Team Member Spotlight of the Month

We love to feature our team members for their quality of work and assets they bring to the Partnership. Check back each month for a new team member spotlight.

Erin Croyle

Communications Specialist
Center for Family Involvement

Erin Croyle

What is your role at the Partnership?

Communications Specialist at the Center for Family Involvement.

How long have you been at the Partnership?

Nearly a decade!

What does your job entail?

Utilizing all forms of media to reach individuals with disabilities and their families. The Center for Family Involvement provides informational and emotional support to anyone who needs it. We're constantly sharing what we're doing along with the work of our community partners. We promote our Family to Family Network which provides one on one support, matching trained staff and volunteers with similar lived experiences. I also collaborate with colleagues at the Partnership so we can share the amazing research and work being done here.

My communications colleagues and I are constantly changing our outgoing messaging based on data, trends, and analytics. We use social media, websites, podcasts, and more. Where and how we access information is always evolving, and we change our strategies to meet folks where they are.

What do you like best about your job?

So many things. Big picture - creating content that validates both how hard and beautiful our existence is. Having a disability, caring for someone with a disability in a world where ableism is so embedded - it helps to know we're not alone in our struggles. More specifically, I am loving hosting our podcast, The Odyssey: Parenting. Caregiving. Disability. There are so many powerful stories to share. I wish I could do an episode every week!

What is one thing you would like for everyone to know about the Partnership?

Everything. The Partnership is doing groundbreaking work to improve the lives of people with disabilities and the communities we live in. Choosing just one aspect of all that amazingness is impossible for a communications person to answer. 

How do you define success?

I don't. Not anymore, at least. I'm old enough to know that conventional definitions of success are largely based on luck. Life is hard. 

When you have a child or children with disabilities, your wishes, hopes, and dreams change drastically. I'm lucky to be surrounded by people who love me. I feel content most of the time. I suppose that's success.

What inspires you?

My children. Their insight, innovation, resilience, and love for those around them is inspiring. They challenge me to be better every day. And they forgive me when I fall short.  

What is one new thing you learned in the last month?

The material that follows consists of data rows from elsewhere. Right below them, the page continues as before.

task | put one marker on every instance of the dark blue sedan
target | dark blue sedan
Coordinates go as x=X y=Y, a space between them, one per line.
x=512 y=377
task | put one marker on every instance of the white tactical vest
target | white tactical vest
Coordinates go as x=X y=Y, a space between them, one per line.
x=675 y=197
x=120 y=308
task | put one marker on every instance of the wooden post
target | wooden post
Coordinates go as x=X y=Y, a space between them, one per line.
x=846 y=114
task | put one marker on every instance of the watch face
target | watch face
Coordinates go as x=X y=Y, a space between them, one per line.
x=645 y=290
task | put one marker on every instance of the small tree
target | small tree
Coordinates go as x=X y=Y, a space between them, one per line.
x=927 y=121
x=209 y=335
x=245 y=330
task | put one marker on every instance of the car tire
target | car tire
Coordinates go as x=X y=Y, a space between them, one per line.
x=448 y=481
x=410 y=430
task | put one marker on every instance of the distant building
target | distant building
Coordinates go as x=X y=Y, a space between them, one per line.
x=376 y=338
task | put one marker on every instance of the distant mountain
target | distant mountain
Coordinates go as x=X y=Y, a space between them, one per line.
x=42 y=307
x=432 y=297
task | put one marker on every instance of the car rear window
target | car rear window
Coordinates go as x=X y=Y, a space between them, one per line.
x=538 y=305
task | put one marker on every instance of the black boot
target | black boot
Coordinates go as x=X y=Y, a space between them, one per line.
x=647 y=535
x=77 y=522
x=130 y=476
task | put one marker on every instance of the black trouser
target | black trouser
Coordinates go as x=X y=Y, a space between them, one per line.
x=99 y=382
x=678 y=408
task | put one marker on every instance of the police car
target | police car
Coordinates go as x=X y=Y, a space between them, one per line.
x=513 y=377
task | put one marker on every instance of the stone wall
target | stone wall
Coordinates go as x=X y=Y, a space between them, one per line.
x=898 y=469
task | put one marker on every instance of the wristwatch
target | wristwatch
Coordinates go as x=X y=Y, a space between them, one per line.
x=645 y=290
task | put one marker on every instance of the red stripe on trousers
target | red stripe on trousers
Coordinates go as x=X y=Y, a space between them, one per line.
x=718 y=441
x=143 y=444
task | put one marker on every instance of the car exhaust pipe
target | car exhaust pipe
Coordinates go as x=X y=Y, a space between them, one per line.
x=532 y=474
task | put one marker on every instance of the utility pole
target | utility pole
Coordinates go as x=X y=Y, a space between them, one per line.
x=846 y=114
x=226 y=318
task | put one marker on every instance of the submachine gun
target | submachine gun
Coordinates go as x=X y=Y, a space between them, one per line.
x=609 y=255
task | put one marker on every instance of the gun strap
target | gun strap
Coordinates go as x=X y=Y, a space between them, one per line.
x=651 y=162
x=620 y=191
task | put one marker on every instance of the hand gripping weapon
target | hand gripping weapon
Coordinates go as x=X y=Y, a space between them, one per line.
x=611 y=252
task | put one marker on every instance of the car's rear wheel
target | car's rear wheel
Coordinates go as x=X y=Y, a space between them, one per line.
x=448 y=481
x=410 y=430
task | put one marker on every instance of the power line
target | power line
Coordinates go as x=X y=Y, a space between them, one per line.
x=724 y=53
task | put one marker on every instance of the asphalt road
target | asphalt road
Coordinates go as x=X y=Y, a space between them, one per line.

If someone mistakes nail polish for lipstick and slathers it all over their mouth, you can remove it with apple cider vinegar (or any vinegar, but apple cider is prefered). Follow up with an exfoliating lip scrub and hydrating balm and you are good to go! :)

What is one step that everyone can take to foster inclusiveness?

Try stepping out of your own existence and look at the world from the perspective of someone who is disabled.  Imagine moving through your day with physical, mental, and/or emotional obstacles and roadblocks. Universal implementation of universal design for living and learning is, unfortunately, a long way off. Think about how we can demolish those roadblocks in our infrastructure and our mindsets.